Сталин встал с кресла и почти на ходу, не ожидая возражения, сказал полковнику, который стоял навытяжку рядом с ним: ”Чтобы завтра была квартира для артиста Рейзена. Вы меня поняли?”».
Короче говоря, обратный билет Рейзену не понадобился. Теперь он пел в Ленинграде лишь по праздникам, а чтобы возвращаться в Москву ему было удобно и комфортно, запустили ту самую «Красную стрелу» с мягкими спальными вагонами, вкусным рестораном, вышколенной в лучших дореволюционных традициях обслугой. Пример Рейзена оказался заразительным.

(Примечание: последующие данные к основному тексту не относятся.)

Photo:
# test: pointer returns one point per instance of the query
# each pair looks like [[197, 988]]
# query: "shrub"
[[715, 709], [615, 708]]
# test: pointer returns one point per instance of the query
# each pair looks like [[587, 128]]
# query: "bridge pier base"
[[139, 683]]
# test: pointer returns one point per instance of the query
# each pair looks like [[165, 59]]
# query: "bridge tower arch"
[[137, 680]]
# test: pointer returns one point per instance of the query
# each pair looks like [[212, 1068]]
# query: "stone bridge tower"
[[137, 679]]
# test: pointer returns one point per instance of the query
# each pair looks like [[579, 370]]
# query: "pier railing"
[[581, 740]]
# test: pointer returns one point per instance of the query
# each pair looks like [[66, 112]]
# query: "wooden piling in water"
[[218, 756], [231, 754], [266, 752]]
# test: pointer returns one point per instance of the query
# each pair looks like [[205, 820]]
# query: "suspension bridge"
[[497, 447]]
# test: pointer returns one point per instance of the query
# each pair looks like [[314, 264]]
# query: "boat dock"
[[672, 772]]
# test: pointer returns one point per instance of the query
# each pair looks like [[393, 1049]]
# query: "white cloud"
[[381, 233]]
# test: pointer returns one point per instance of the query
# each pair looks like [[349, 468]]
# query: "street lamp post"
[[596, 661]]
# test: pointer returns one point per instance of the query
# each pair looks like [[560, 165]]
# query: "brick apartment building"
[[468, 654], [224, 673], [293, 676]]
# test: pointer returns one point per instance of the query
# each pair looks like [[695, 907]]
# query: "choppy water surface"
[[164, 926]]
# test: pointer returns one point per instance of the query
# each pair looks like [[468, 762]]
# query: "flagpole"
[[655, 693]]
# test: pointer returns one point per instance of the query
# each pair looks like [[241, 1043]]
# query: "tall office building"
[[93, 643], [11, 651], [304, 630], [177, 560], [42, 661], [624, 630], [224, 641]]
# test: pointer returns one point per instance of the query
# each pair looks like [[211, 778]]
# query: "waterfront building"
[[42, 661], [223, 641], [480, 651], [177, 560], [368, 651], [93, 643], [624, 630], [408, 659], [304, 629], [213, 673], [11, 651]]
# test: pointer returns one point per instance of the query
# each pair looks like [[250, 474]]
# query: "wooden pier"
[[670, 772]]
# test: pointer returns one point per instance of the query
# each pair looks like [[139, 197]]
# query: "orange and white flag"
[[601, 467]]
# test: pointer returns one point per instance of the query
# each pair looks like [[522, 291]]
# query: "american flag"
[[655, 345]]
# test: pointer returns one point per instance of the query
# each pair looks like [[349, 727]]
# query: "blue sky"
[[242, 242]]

В последующие годы на той же «Красной стреле» в Большой театр переехали балерины Марина Семенова и Галина Уланова, певцы Георгий Нэлепп и Владимир Атлантов – представитель уже нового поколения певцов.
Атлантова очень ценили и уважали в Кировском театре, где он добился положения премьера. А его все хотели перевести в Большой театр. Но любимец недобитой и уцелевшей ленинградской интеллигенции Атлантов словно ногами уперся – не поеду и все! «Я хотел и работать, и жить в Ленинграде, – рассказывает певец, – и не хотел переходить в Большой театр, и я дважды уходил из Большого театра по собственному желанию. Я уехал из Кировского театра в Италию и приехал в театр. Но приехал уже солистом Большого. По возвращении мы, стажеры, должны были давать отчетные концерты в Большом театре. Я выступил. Все! На следующее утро меня вызвал Михаил Чулаки, и из его кабинета я ушел с удостоверением солиста оперы. Это было в 65 году. С этого момента начались мои мучения. Меня перетягивали из театра в театр. Ленинград тянул в свою сторону, Москва – в свою. Я метался между Питером и Москвой, выступая в спектаклях то там, то здесь. В Кировский театр приходили правительственные телеграммы о моем переводе в Москву».